If Cool Britannia ever had a capital, Camden in north London was it. But now Camden Town, home to media and TV celebrities, is quickly gaining another reputation – for murder, drugs and violence.

With six murders in three months, the murder rate is running at levels almost on a par with Johannesburg and Moscow, two of the crime capitals of the world.

Every weekend thousands of people visit Camden to buy trinkets and T-shirts from its famous markets and to visit the venues where Blur, Oasis and Coldplay cut their musical teeth. Around 14 million people visit a year, making the area one of the country's top overseas tourist attractions.

Opera director Sir Jonathan Miller lives on an exclusive crescent two minutes away from Inverness Street and the Good Mixer pub where Damon Albarn and other members of Blur would unwind after recording at Food Records in Greenland Street.

Among his neighbours is his former Beyond the Fringe colleague, the playwright Alan Bennett and the millionaire philanthropist Torquil Norman, who rescued the once dilapidated Roundhouse venue in nearby Chalk Farm, now home to the Royal Shakespeare Company.

But in the past three months alone six people have met violent ends on the streets of Camden. Camden is running at 12 murders per 100,000 of the population while Moscow is at 18.2. London as a whole is at 2.3.

Crack and heroin dealing have also become rife, leading to drive-by shootings and murmurings from the fashionable media industry that it is time to pull out of one of Britain's cultural centres. A few minutes walk from Sir Jonathan's house is a popular gay club called the Black Cap. In July Andreas Hinz, a 37-year-old trainee Rabbi, described by friends as "quiet and very polite", uncharacteristically left with a man. He wasn't seen again for a week. Then his decapitated body was found in six rubbish bags behind bins on an estate 10 minutes' walk away. His torso was left on the pavement.

In May Frankie Kyraciou, 19, was stabbed during a fight in Falkland Road. Pierluigi Campioni, 35, was stabbed to death in June on Camden Lock.

Jahmai Conquest, 17, was killed with a knife outside the Tally Ho pub at the top of Kentish Town Road, yards from the Forum music venue, in July. In the same month, Kon Deng Thiep, 43, a refugee from Somalia, was beaten to death in Ferdinand Street while trying to break up a fight.

Last month Thomas Breen, 50, an Irish labourer, was stabbed outside the Oxford Arms in Camden High Street, feet away from MTV's studios and Camden's markets.

And last week terrified tourists dived for cover when, around the corner from the Oxford Arms in Jamestown Road, when a car pulled up and shots were fired at a 25-year-old man in the cafe, hitting him in the chest and legs.

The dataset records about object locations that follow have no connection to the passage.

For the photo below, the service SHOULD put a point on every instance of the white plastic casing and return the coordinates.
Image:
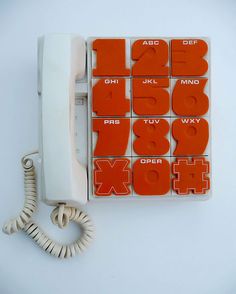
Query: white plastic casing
(61, 60)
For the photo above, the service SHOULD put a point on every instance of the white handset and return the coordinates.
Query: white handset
(61, 60)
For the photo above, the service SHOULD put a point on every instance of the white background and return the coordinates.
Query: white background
(143, 246)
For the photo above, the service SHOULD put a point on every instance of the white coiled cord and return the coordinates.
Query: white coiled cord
(60, 216)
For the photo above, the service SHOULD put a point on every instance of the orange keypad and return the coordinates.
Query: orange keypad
(189, 98)
(110, 57)
(191, 176)
(112, 136)
(188, 57)
(112, 176)
(191, 135)
(151, 136)
(151, 176)
(109, 97)
(149, 108)
(151, 96)
(151, 58)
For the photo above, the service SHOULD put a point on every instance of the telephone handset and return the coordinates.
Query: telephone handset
(61, 60)
(135, 125)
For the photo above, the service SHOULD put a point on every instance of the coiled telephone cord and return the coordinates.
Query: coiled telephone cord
(60, 216)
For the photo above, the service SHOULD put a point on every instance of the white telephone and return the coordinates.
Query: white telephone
(61, 61)
(119, 118)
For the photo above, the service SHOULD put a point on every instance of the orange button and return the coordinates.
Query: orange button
(187, 57)
(150, 96)
(191, 136)
(151, 58)
(109, 97)
(112, 177)
(112, 136)
(191, 176)
(151, 136)
(151, 176)
(188, 97)
(110, 57)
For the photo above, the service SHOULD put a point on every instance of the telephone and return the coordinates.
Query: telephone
(120, 118)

"There is a feeling of unease in Camden," Dr Miller said. "There have always been places to avoid. Dickens wrote about them – it used to be places in the East End. But I think there is a feeling of unease widening across Camden.

"Drug dealing is rife in the high street and around the Tube and you really have to watch out for yourself. I think there is a social problem that is being overlooked by the Government." The week before the Thomas Breen killing, 150 people, mainly women, marched through Camden in protest at the killings. They laid flowers at each spot where someone had died.

One of the organisers, Lynn Costello, said: "We shouldn't have to be worried that a thug is going to stick a knife into our children. I'm disappointed we didn't get 1,000 people.

"Every parent in the area should have been out supporting this because one day it could happen to them."

The police admit they do not have enough officers to cope. Glen Smythe, the chairman of the Metropolitan Police Federation, says at least 40,000 officers are needed to police London, and the total in Camden needs raising from 700 to 1,066.

This week London's Mayor Ken Livingstone walked into the row. He called for powers to sack and appoint police chiefs in London.

He said: "I would have one body controlling London's police. We have all these different forces and we cannot look at what's going on and send police to where the trouble is, so when there is a problem in Camden, for instance, we can send them there."

His police advisor Lee Jasper, added: "By the time we can respond to trends the problem has been on the ground for three months, and it takes another three months to do anything."

Meanwhile restaurateurs and bar owners say people are beginning to fear coming to the area at night. The owner of two Camden restaurants, who asked not to be named, said: "Business is definitely down. I wouldn't want to come here with my children."